"he" as a gender neutral pronoun

Mar 14, 2008 17:10

"The average American needs the small routines of getting ready for work. As he shaves or blow-dries his hair or pulls on his panty hose, he is easing himself by small stages into the demands of the day."

"Who can afford to allow a virtual feminist to elbow his way like a noisy drunk into that inner mental circle where all your faculties (such as they are) are laboring to produce decent prose?"

"Is it your brother or your sister who can hold his breath for four minutes?"

They all sound a bit odd.

Examples from Language Log and gigamonkeys.

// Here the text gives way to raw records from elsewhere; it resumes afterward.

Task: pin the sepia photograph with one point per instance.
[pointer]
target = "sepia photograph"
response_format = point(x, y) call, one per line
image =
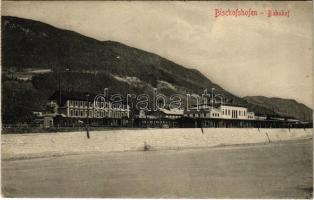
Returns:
point(157, 99)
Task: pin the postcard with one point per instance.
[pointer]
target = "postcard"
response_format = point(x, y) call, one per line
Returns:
point(157, 99)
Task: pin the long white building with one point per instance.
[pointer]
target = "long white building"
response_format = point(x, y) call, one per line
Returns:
point(222, 112)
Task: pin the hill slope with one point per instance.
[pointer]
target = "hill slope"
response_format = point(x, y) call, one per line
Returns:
point(284, 107)
point(81, 63)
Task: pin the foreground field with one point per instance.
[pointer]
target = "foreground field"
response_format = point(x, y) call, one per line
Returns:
point(278, 170)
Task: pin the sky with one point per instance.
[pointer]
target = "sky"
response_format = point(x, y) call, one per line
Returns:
point(247, 56)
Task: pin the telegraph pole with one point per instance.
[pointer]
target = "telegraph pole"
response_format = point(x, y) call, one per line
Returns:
point(87, 120)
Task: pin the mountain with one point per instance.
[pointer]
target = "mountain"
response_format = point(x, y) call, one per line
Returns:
point(38, 59)
point(283, 107)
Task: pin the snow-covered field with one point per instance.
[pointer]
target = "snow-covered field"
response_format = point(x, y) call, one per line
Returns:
point(50, 144)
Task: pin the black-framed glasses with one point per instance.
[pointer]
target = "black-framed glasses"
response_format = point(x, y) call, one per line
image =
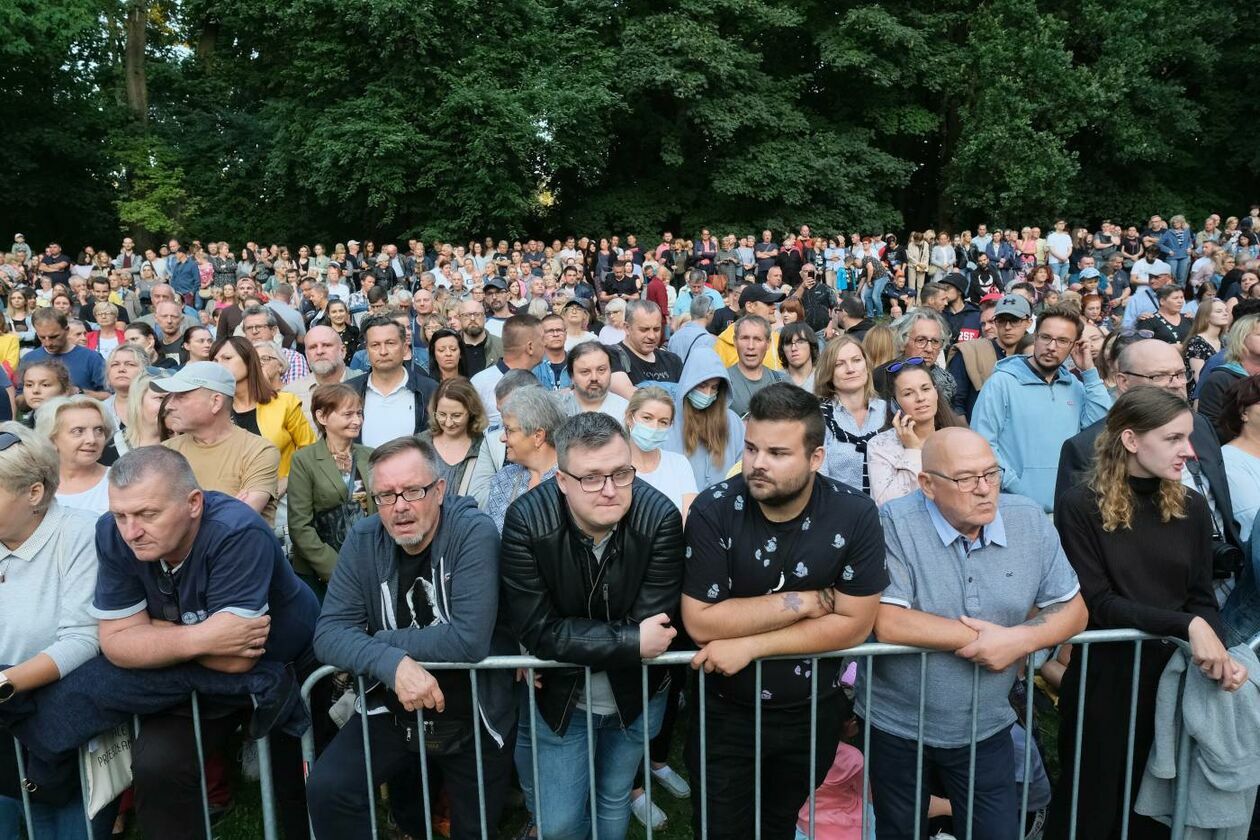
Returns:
point(912, 362)
point(968, 484)
point(595, 482)
point(166, 584)
point(411, 494)
point(1161, 379)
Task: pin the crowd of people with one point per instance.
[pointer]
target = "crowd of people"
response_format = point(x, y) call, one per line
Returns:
point(221, 469)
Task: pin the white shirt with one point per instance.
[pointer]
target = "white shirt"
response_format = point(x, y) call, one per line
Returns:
point(387, 416)
point(673, 476)
point(484, 382)
point(95, 499)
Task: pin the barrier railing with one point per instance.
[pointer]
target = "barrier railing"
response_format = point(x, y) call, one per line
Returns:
point(863, 654)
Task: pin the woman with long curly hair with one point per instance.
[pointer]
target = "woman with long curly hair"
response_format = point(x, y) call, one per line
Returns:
point(1142, 545)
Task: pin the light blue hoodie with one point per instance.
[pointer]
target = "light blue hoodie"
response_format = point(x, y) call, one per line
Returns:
point(1027, 421)
point(701, 365)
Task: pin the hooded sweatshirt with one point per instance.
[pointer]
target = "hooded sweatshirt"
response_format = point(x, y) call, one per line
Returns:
point(703, 364)
point(1027, 421)
point(358, 631)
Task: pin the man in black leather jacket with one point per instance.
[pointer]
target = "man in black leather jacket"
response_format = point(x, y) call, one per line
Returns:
point(592, 573)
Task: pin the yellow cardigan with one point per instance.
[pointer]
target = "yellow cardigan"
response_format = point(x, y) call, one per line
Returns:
point(281, 421)
point(9, 349)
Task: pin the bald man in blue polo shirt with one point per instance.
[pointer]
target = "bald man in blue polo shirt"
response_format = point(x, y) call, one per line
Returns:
point(967, 567)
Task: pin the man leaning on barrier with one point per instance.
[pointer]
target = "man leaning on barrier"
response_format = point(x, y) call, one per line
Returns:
point(416, 583)
point(194, 577)
point(967, 569)
point(781, 561)
point(592, 566)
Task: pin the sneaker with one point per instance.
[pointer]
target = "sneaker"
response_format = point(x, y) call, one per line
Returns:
point(672, 781)
point(639, 807)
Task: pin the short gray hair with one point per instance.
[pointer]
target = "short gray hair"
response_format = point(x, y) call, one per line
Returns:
point(252, 311)
point(513, 379)
point(29, 462)
point(48, 418)
point(401, 445)
point(635, 307)
point(533, 408)
point(586, 431)
point(902, 326)
point(164, 465)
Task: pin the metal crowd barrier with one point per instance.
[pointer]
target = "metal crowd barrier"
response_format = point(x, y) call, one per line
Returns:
point(867, 652)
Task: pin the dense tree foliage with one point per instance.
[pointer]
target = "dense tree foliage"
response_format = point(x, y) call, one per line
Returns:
point(309, 119)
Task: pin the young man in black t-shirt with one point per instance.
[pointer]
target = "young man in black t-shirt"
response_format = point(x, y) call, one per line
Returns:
point(780, 561)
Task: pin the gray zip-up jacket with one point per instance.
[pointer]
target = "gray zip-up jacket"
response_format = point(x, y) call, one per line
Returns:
point(357, 629)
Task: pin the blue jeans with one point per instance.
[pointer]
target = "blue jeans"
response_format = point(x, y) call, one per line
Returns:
point(54, 822)
point(891, 765)
point(566, 783)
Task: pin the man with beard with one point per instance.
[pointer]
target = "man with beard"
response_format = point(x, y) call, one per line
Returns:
point(325, 355)
point(480, 348)
point(1032, 404)
point(781, 561)
point(591, 370)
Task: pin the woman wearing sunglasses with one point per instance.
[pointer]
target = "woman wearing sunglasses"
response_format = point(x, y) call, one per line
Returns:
point(915, 412)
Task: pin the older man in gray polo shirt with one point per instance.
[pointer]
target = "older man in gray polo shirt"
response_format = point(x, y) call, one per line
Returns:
point(967, 568)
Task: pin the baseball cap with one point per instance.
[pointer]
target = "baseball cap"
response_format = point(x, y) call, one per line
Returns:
point(760, 294)
point(198, 374)
point(955, 280)
point(1014, 305)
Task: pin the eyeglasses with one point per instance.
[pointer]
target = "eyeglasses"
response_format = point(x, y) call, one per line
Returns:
point(906, 363)
point(968, 484)
point(413, 494)
point(170, 610)
point(623, 477)
point(1159, 379)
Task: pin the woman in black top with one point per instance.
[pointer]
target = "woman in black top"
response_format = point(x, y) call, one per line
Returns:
point(1142, 547)
point(1168, 324)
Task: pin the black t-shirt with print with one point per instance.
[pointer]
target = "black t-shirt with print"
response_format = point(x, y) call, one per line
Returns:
point(416, 606)
point(735, 552)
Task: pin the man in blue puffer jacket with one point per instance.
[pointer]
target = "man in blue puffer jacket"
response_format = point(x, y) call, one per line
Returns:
point(1031, 404)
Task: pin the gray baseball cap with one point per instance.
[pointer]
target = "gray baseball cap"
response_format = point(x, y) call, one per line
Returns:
point(198, 374)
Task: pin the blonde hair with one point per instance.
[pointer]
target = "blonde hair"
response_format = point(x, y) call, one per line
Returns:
point(49, 416)
point(825, 368)
point(1139, 411)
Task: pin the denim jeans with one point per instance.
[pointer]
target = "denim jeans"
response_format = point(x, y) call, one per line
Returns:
point(54, 822)
point(891, 763)
point(565, 782)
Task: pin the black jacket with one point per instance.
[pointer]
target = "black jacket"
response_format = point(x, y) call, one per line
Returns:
point(1077, 456)
point(417, 383)
point(565, 606)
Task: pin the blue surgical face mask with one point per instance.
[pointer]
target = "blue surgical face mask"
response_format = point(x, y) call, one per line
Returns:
point(648, 438)
point(699, 399)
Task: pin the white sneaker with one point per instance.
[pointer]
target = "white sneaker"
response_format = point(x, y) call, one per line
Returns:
point(672, 781)
point(639, 807)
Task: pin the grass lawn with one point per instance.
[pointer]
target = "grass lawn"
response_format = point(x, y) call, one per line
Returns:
point(245, 820)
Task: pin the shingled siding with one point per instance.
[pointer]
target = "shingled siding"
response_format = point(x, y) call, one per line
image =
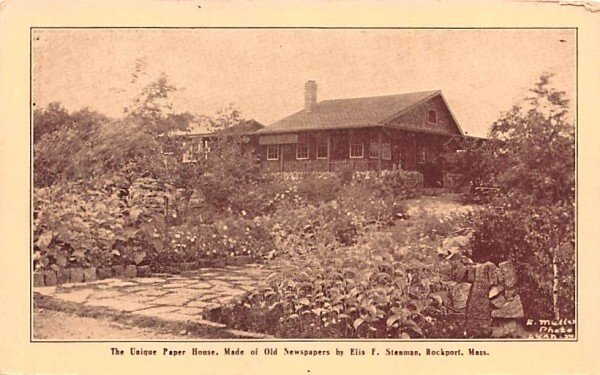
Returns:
point(417, 118)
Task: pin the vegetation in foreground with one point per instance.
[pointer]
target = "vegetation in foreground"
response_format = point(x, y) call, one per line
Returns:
point(112, 191)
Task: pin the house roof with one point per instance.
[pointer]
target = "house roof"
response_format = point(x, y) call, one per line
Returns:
point(350, 113)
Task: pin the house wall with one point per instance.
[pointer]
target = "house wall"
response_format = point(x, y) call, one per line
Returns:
point(405, 149)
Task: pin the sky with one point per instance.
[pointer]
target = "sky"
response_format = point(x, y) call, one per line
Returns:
point(262, 71)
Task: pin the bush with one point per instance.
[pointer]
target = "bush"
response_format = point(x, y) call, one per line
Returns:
point(92, 224)
point(377, 288)
point(398, 184)
point(531, 220)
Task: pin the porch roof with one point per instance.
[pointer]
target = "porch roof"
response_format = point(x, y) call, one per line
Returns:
point(350, 113)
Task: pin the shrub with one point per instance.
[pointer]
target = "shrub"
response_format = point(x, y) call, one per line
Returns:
point(398, 184)
point(532, 218)
point(377, 288)
point(92, 224)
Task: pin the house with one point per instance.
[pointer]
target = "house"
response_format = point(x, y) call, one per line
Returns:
point(198, 141)
point(404, 131)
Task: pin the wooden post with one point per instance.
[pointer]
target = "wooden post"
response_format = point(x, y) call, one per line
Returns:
point(329, 152)
point(280, 158)
point(379, 136)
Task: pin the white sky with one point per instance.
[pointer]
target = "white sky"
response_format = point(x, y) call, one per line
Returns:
point(481, 72)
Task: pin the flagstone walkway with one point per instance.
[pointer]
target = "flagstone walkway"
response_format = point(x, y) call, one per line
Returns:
point(175, 298)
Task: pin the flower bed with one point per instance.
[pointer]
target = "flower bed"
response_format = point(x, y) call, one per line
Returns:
point(388, 284)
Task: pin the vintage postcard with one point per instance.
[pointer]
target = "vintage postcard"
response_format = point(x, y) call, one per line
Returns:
point(218, 189)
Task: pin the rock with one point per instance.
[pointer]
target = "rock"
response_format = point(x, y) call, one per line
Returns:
point(104, 273)
point(205, 263)
point(76, 275)
point(144, 271)
point(130, 271)
point(239, 260)
point(38, 279)
point(119, 271)
point(454, 256)
point(188, 266)
point(507, 328)
point(494, 274)
point(459, 243)
point(459, 272)
point(459, 295)
point(495, 291)
point(50, 278)
point(478, 321)
point(446, 268)
point(219, 263)
point(499, 301)
point(508, 274)
point(512, 309)
point(89, 274)
point(470, 274)
point(62, 276)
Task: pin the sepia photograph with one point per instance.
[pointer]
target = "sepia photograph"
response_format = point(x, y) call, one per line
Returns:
point(320, 183)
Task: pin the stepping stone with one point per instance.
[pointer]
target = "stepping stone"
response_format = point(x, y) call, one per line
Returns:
point(117, 304)
point(175, 285)
point(45, 290)
point(78, 296)
point(176, 299)
point(117, 283)
point(201, 286)
point(199, 304)
point(191, 311)
point(158, 312)
point(150, 280)
point(106, 294)
point(151, 292)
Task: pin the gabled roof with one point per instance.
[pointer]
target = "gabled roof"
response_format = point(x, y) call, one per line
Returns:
point(350, 113)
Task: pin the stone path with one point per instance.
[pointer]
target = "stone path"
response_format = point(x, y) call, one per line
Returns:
point(174, 298)
point(442, 205)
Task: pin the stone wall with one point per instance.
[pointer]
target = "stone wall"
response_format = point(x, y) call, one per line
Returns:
point(485, 293)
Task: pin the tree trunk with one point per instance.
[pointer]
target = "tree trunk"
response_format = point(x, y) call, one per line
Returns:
point(555, 283)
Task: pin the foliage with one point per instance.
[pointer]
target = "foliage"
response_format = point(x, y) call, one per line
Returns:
point(398, 184)
point(93, 224)
point(55, 117)
point(381, 287)
point(531, 220)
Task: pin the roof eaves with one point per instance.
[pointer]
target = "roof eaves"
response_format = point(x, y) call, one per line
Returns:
point(452, 114)
point(406, 109)
point(295, 130)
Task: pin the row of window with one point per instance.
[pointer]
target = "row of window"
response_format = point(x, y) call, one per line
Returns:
point(356, 151)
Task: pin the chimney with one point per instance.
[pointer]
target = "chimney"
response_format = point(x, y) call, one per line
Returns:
point(310, 95)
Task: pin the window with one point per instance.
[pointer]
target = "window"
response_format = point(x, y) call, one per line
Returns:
point(374, 150)
point(356, 150)
point(432, 116)
point(422, 155)
point(322, 150)
point(273, 152)
point(302, 151)
point(386, 151)
point(206, 148)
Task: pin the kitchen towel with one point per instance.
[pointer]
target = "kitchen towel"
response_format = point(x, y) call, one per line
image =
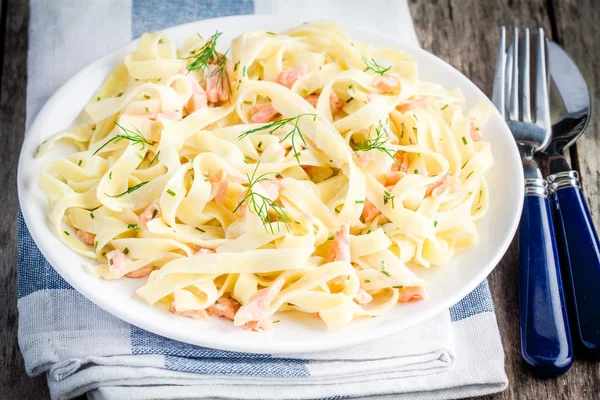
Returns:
point(84, 350)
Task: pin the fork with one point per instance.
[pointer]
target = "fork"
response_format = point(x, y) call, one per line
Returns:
point(545, 336)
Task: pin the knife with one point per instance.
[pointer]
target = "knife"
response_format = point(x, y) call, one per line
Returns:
point(578, 241)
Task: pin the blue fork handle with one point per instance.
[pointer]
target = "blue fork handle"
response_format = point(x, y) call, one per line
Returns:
point(580, 260)
point(545, 337)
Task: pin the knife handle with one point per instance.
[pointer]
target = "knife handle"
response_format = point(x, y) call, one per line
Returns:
point(545, 337)
point(580, 251)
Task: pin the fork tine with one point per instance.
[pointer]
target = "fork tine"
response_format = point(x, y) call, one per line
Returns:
point(542, 107)
point(524, 80)
point(498, 92)
point(513, 101)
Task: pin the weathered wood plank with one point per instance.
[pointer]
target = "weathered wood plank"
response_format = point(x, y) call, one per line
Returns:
point(14, 383)
point(465, 34)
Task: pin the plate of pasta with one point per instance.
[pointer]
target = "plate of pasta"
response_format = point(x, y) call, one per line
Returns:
point(258, 184)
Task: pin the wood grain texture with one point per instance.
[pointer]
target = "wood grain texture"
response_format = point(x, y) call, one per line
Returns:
point(14, 383)
point(462, 32)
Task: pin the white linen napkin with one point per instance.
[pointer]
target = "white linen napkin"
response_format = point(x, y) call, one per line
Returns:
point(83, 349)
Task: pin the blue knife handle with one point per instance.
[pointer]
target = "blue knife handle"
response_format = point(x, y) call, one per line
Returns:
point(545, 337)
point(581, 265)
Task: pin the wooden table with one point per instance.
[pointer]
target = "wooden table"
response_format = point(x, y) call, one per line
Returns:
point(462, 32)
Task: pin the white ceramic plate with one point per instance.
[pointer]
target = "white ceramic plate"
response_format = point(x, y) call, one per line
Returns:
point(293, 334)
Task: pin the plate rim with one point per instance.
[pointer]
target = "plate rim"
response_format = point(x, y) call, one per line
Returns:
point(284, 347)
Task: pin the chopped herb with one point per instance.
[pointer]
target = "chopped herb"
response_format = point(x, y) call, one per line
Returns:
point(129, 190)
point(154, 159)
point(261, 205)
point(273, 126)
point(387, 196)
point(375, 67)
point(134, 137)
point(383, 271)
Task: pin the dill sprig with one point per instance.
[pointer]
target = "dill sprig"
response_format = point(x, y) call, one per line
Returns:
point(133, 136)
point(207, 55)
point(129, 190)
point(262, 205)
point(294, 133)
point(377, 143)
point(374, 66)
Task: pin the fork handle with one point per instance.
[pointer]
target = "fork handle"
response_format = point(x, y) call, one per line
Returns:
point(545, 337)
point(580, 251)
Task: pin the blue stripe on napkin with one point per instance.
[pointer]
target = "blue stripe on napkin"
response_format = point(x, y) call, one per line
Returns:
point(155, 15)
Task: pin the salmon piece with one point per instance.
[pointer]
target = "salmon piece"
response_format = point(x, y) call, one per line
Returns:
point(335, 104)
point(386, 83)
point(476, 134)
point(87, 237)
point(151, 212)
point(216, 88)
point(258, 308)
point(370, 211)
point(288, 76)
point(439, 187)
point(340, 248)
point(362, 297)
point(393, 177)
point(140, 272)
point(259, 326)
point(198, 315)
point(219, 183)
point(117, 262)
point(262, 113)
point(363, 159)
point(411, 293)
point(403, 160)
point(225, 307)
point(412, 104)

The middle example was "her way", but it was from an article by someone called Gelernter arguing against the use of "he or she", saying that "he" means exactly the same thing. As gigamonkeys points out, not all feminists are women, so by Gelernter's own argument, it should be "his way".

I notice another weird bit near the end of Gelernter's article. He talks about the loss of the phrase "great men", saying that alternatives such as "great person" sound silly. For someone who hates the change of plurality when using "they" as a singular gender neutral pronoun, he's not very good at keeping singular and plural straight himself. An alternative to "great men" would be "great people". His example sentence "Wittgenstein was a great man" is fine as it is - we know Wittgenstein was a man. Is Gelernter seriously suggesting "man" is gender neutral in that sentence? Would he have no problem with the sentence "Queen Elizabeth was a great man" or "Wittgenstein and Queen Elizabeth were great men"? Surely "Queen Elizabeth was a great woman" or "Wittgenstein and Queen Elizabeth were great [people]" is better.